The last few days I have been looking into the best way to keep research logs more consistantly. I am planning on this being my New Years resolution. Although FTM does have the research notes capability, it does not directly tie to the tasks list. I wish that FTM would expand the Task List to include other fields to make it more useful as a research log. For now, I am going to keep using an excel file for my research log. This way I can keep everything in one file and have the capability to sort as I want to.

Becky Wiseman said...

Randy, I use the Legacy To Do/Research Log. While here in Salt Lake City I used a spreadsheet to record everything I viewed simply because it was quicker and easier and I was often working "on the fly."

Now I'll go into Legacy for each individual and create To Do items for them and mark them complete. Then I'll create To Do items for what records or info I still need to get.

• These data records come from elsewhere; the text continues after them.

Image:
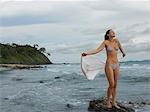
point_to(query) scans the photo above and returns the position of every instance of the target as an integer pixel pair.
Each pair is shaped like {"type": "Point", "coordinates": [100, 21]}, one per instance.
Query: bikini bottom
{"type": "Point", "coordinates": [113, 66]}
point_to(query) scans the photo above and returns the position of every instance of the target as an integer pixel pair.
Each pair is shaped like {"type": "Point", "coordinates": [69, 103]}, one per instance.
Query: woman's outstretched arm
{"type": "Point", "coordinates": [97, 50]}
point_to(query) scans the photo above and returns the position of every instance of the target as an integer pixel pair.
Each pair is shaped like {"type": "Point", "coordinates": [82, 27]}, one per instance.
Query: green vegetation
{"type": "Point", "coordinates": [22, 54]}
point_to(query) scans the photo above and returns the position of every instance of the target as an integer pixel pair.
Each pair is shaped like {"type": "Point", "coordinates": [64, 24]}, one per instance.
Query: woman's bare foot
{"type": "Point", "coordinates": [115, 105]}
{"type": "Point", "coordinates": [109, 105]}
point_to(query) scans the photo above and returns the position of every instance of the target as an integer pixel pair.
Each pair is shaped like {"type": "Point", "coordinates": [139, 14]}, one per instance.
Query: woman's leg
{"type": "Point", "coordinates": [110, 78]}
{"type": "Point", "coordinates": [116, 77]}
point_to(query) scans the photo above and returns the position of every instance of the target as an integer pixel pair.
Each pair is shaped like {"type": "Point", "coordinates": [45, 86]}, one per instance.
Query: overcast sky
{"type": "Point", "coordinates": [66, 28]}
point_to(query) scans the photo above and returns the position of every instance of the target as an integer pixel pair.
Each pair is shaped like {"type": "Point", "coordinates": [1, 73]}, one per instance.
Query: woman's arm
{"type": "Point", "coordinates": [121, 48]}
{"type": "Point", "coordinates": [97, 50]}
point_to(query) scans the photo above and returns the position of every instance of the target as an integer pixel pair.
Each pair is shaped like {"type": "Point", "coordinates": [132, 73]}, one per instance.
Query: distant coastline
{"type": "Point", "coordinates": [22, 55]}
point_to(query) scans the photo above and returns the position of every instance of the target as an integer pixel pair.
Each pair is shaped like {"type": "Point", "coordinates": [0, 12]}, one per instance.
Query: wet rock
{"type": "Point", "coordinates": [16, 79]}
{"type": "Point", "coordinates": [41, 81]}
{"type": "Point", "coordinates": [57, 77]}
{"type": "Point", "coordinates": [6, 99]}
{"type": "Point", "coordinates": [68, 105]}
{"type": "Point", "coordinates": [100, 105]}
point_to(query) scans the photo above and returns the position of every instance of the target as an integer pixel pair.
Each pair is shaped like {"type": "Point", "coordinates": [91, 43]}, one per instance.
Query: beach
{"type": "Point", "coordinates": [64, 88]}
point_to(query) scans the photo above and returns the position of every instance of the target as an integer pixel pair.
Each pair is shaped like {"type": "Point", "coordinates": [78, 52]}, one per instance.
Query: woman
{"type": "Point", "coordinates": [112, 44]}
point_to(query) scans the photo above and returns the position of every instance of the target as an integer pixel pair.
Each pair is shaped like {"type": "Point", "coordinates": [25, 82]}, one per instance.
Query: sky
{"type": "Point", "coordinates": [66, 28]}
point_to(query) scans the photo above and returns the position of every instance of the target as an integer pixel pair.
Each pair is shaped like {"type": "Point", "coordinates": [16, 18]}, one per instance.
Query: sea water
{"type": "Point", "coordinates": [63, 88]}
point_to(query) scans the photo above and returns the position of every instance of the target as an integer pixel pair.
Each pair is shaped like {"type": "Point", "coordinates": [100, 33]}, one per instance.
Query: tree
{"type": "Point", "coordinates": [42, 49]}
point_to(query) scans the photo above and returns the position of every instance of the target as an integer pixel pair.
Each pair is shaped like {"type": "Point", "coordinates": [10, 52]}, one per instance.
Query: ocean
{"type": "Point", "coordinates": [64, 88]}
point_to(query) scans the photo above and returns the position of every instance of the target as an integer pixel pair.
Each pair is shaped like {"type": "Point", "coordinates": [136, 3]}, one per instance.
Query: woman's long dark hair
{"type": "Point", "coordinates": [106, 37]}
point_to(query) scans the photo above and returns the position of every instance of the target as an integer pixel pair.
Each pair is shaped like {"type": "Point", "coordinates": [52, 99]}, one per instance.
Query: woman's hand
{"type": "Point", "coordinates": [123, 55]}
{"type": "Point", "coordinates": [84, 54]}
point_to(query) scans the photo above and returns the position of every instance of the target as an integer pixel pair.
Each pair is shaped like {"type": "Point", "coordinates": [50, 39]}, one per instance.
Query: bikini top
{"type": "Point", "coordinates": [109, 48]}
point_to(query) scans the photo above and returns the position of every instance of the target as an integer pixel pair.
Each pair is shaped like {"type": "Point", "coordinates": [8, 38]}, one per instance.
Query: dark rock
{"type": "Point", "coordinates": [100, 105]}
{"type": "Point", "coordinates": [41, 81]}
{"type": "Point", "coordinates": [131, 102]}
{"type": "Point", "coordinates": [57, 77]}
{"type": "Point", "coordinates": [6, 99]}
{"type": "Point", "coordinates": [69, 105]}
{"type": "Point", "coordinates": [144, 103]}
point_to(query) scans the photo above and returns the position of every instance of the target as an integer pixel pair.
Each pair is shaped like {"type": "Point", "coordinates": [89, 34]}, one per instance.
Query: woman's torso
{"type": "Point", "coordinates": [111, 50]}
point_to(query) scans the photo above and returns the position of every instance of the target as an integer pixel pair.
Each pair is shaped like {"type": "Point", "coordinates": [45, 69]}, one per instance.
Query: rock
{"type": "Point", "coordinates": [68, 105]}
{"type": "Point", "coordinates": [41, 81]}
{"type": "Point", "coordinates": [100, 105]}
{"type": "Point", "coordinates": [57, 77]}
{"type": "Point", "coordinates": [6, 99]}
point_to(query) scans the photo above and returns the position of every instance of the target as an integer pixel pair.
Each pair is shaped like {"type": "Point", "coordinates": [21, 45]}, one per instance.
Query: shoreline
{"type": "Point", "coordinates": [20, 66]}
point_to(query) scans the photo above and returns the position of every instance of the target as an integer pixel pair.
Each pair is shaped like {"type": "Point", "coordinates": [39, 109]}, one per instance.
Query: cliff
{"type": "Point", "coordinates": [22, 54]}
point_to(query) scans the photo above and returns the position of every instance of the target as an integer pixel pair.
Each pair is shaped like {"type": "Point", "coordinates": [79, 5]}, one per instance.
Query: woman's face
{"type": "Point", "coordinates": [111, 33]}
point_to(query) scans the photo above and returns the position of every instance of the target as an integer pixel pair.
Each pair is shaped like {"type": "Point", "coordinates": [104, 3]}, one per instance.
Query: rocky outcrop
{"type": "Point", "coordinates": [99, 105]}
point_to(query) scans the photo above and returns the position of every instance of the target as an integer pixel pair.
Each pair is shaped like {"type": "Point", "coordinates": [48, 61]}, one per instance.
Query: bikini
{"type": "Point", "coordinates": [113, 65]}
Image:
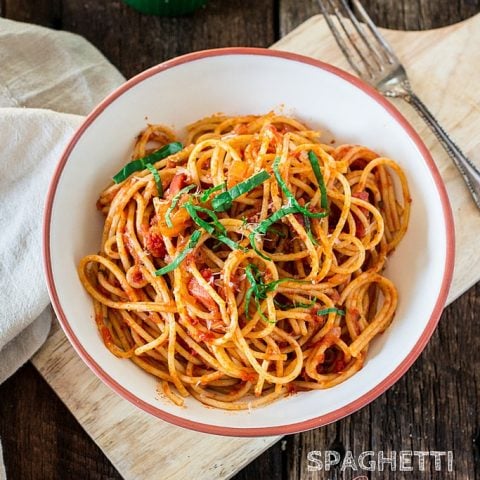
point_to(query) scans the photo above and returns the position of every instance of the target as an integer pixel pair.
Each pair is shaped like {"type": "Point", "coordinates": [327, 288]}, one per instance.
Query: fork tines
{"type": "Point", "coordinates": [357, 36]}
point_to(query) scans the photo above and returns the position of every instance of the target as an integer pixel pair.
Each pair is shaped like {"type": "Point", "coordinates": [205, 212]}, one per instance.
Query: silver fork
{"type": "Point", "coordinates": [373, 59]}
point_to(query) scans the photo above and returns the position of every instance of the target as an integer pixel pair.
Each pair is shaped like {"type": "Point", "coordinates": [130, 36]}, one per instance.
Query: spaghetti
{"type": "Point", "coordinates": [248, 264]}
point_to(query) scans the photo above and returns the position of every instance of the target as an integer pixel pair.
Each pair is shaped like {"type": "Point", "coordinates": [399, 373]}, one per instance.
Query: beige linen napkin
{"type": "Point", "coordinates": [48, 80]}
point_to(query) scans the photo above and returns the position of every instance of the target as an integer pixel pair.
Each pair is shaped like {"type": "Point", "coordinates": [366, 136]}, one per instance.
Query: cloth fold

What I really like about the Legacy To Do feature is when you select the option to print you can create a CSV file that can be imported into a spreadsheet program and manipulated in various ways according to your needs.

It works really well to print a selected group of "to do" items or a log of what you've done for an individual. You cans select specific things to print (or send to a CSV file) using the "What to Include" and the "Filter Options" tabs.

I don't particularly like the way Legacy prints the reports - they use way too much paper. So I almost always use the option to create a CSV file. Of course, you then have to spend some time manipulating the spreadsheet file but you can get pretty much whatever you want - a summary or a full blown report with all the details.

Connie said...

Regarding Becky's concern about the amount of paper the Legacy To Do feature uses to print, this can be minimized by checking "Don't Split a Task Over a Page Break," and judicious use of the Filter and What to Include Options.